Member of the Provincial Assembly of the Punjab
- In office 2002 – 14 January 2023
- Constituency: Reserved seat for women

Personal details
- Born: 29 August 1975 (age 50) Rawalpindi, Punjab, Pakistan
- Party: PTI (2023-present)
- Other political affiliations: PML(Q) (2002-2023)

= Khadija Umar =

Pakistani politician

Khadija Umar (born 29 August 1975) is a Pakistani politician who was a member of Provincial Assembly of the Punjab from 2002 to 2023.

==Early life and education==
She was born on 29 August 1975 in Rawalpindi.

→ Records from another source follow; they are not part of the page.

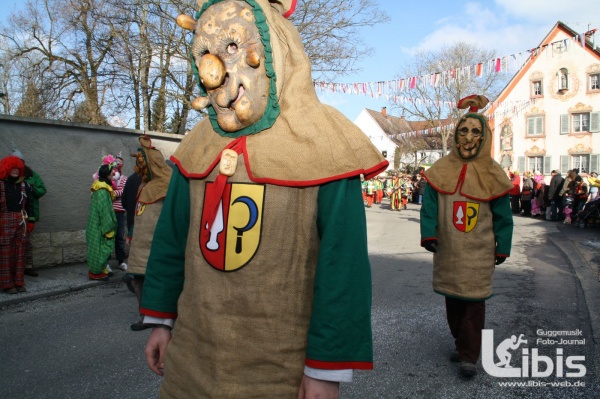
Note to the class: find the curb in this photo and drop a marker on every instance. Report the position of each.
(49, 293)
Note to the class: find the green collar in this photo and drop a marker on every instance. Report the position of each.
(272, 110)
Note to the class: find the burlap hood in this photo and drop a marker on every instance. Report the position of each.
(309, 143)
(159, 173)
(479, 178)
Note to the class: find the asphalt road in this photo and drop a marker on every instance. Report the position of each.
(79, 345)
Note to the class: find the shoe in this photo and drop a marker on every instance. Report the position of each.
(98, 277)
(468, 369)
(139, 326)
(454, 357)
(128, 280)
(31, 272)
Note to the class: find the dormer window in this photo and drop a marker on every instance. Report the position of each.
(563, 79)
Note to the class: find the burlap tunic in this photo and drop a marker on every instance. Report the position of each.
(145, 223)
(464, 264)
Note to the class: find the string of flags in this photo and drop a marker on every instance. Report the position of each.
(501, 110)
(390, 89)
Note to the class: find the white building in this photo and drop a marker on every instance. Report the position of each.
(378, 126)
(386, 131)
(548, 116)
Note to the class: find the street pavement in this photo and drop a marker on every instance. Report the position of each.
(550, 282)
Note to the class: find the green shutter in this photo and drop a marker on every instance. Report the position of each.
(594, 158)
(594, 122)
(547, 166)
(564, 124)
(564, 164)
(530, 126)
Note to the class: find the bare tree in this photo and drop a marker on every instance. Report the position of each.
(432, 103)
(102, 61)
(331, 32)
(71, 41)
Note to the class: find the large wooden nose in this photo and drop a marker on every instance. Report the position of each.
(212, 71)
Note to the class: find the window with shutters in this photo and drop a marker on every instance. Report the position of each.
(535, 164)
(563, 79)
(536, 89)
(580, 122)
(535, 125)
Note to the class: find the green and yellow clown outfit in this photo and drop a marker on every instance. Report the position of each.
(100, 229)
(266, 270)
(150, 198)
(467, 209)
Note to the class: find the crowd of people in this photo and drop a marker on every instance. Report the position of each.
(20, 190)
(400, 188)
(567, 199)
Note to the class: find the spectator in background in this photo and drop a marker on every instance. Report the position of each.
(538, 205)
(555, 199)
(16, 223)
(527, 194)
(594, 184)
(101, 224)
(421, 185)
(155, 174)
(38, 191)
(121, 180)
(129, 199)
(515, 192)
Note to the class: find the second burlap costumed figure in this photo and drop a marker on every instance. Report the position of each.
(156, 174)
(260, 250)
(467, 223)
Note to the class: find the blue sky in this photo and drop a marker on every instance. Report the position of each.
(508, 26)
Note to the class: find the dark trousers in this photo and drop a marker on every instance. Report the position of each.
(515, 203)
(466, 319)
(120, 238)
(526, 205)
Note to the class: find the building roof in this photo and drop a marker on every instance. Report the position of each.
(393, 125)
(559, 26)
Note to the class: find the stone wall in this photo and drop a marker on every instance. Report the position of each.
(66, 155)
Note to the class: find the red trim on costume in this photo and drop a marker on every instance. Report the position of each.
(239, 145)
(428, 239)
(461, 178)
(160, 315)
(291, 10)
(153, 202)
(98, 276)
(318, 364)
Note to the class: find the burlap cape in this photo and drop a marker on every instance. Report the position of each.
(479, 178)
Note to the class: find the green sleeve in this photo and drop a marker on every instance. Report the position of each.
(165, 270)
(39, 189)
(107, 217)
(503, 224)
(339, 336)
(429, 215)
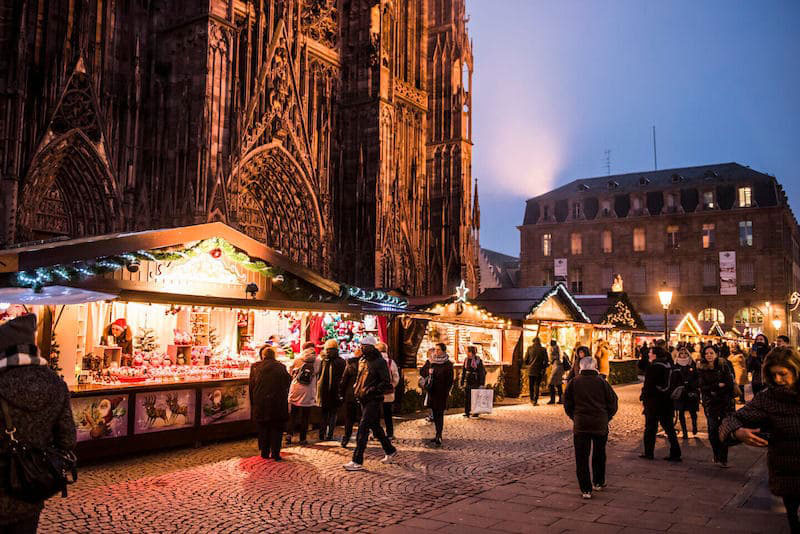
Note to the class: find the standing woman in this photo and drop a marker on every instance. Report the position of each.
(772, 419)
(689, 401)
(739, 363)
(440, 370)
(269, 391)
(716, 390)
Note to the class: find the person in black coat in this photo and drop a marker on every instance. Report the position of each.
(440, 370)
(536, 360)
(591, 403)
(328, 395)
(346, 384)
(472, 377)
(689, 400)
(269, 402)
(716, 391)
(658, 404)
(772, 419)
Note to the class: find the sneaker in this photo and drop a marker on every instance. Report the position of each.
(352, 466)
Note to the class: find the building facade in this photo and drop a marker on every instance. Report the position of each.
(722, 237)
(314, 126)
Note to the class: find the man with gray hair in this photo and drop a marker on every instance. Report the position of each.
(591, 403)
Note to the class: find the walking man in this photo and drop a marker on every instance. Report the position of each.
(536, 360)
(591, 403)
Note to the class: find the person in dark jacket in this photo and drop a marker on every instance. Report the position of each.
(772, 419)
(658, 404)
(472, 377)
(755, 362)
(39, 407)
(328, 396)
(346, 393)
(269, 402)
(536, 360)
(591, 403)
(372, 383)
(716, 392)
(440, 369)
(689, 400)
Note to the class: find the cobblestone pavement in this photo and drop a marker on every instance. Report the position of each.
(520, 452)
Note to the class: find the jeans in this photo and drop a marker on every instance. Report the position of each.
(328, 422)
(534, 383)
(27, 525)
(438, 421)
(350, 417)
(387, 418)
(792, 503)
(584, 445)
(651, 422)
(370, 420)
(714, 419)
(682, 419)
(269, 438)
(302, 413)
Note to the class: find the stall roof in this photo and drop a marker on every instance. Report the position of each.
(517, 303)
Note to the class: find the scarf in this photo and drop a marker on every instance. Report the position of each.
(19, 355)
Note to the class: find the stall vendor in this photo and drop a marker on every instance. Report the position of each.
(123, 337)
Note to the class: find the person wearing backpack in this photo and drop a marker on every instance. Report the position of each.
(303, 391)
(716, 390)
(38, 404)
(660, 379)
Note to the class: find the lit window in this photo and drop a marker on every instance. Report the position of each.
(672, 236)
(708, 200)
(745, 233)
(708, 235)
(576, 244)
(608, 242)
(639, 242)
(745, 197)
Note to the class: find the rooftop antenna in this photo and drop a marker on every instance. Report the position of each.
(655, 152)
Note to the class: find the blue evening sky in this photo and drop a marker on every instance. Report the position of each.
(559, 82)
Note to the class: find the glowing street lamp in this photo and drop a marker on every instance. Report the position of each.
(665, 296)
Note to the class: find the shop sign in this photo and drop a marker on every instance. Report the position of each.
(727, 273)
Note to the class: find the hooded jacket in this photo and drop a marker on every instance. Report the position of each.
(39, 406)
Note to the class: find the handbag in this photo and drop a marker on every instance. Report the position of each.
(34, 474)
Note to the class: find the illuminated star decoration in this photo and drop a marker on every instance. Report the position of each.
(461, 292)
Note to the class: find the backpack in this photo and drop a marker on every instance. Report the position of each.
(306, 374)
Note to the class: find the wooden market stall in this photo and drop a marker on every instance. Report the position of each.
(154, 332)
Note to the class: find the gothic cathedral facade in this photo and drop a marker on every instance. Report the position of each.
(335, 131)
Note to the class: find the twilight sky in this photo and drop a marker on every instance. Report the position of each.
(559, 82)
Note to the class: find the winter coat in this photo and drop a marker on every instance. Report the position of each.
(330, 376)
(739, 363)
(655, 390)
(394, 375)
(716, 398)
(441, 382)
(775, 411)
(474, 374)
(373, 378)
(690, 399)
(590, 402)
(536, 360)
(304, 394)
(269, 391)
(40, 410)
(348, 380)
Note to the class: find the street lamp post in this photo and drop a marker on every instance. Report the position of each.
(665, 297)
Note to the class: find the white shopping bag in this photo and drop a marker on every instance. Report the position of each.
(482, 401)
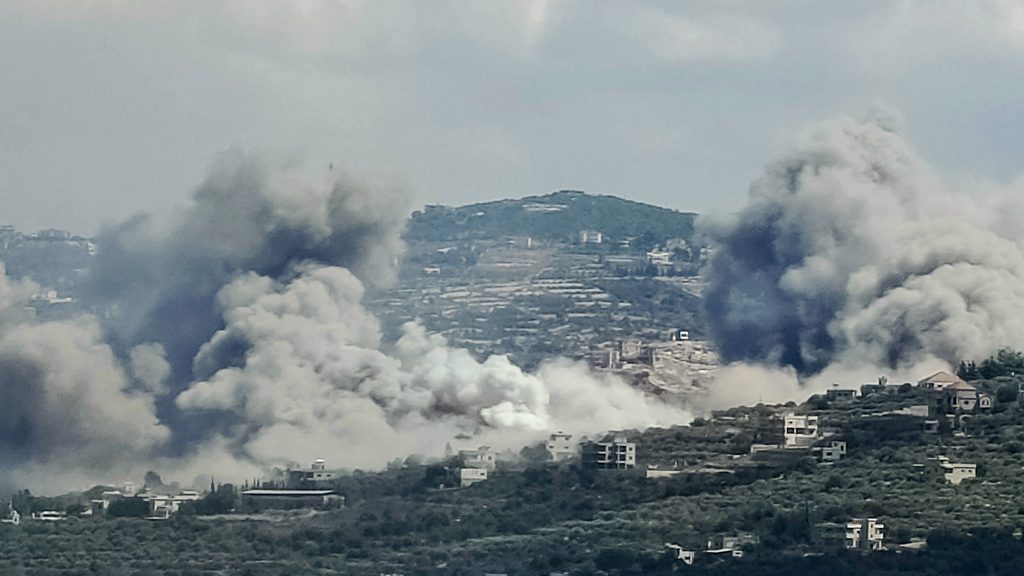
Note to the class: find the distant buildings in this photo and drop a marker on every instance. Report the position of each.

She graduated in 1998 from Marghzar College, Gujrat and has the degree of Bachelor of Arts. She obtained a Diploma in Interior Designing from the National College of Arts in 2000.

==Political career==

She was elected to the Provincial Assembly of the Punjab as a candidate of Pakistan Muslim League (Q) (PML-Q) on a reserved seat for women in the 2002 Pakistani general election. She was the youngest female MPA.

She was re-elected to the Provincial Assembly of the Punjab as a candidate of PML-Q on a reserved seat for women in the 2008 Pakistani general election.

She was re-elected to the Provincial Assembly of the Punjab as a candidate of PML-Q on a reserved seat for women in 2014.

She was re-elected to the Provincial Assembly of the Punjab as a candidate of PML-Q on a reserved seat for women in the 2018 Pakistani general election.

On 21 February 2023, after the dissolution of the Provincial Assembly, she, along with former Chief Minister Chaudhry Pervaiz Elahi and eight other former PML(Q) MPAs, joined the Pakistan Tehreek-e-Insaf (PTI).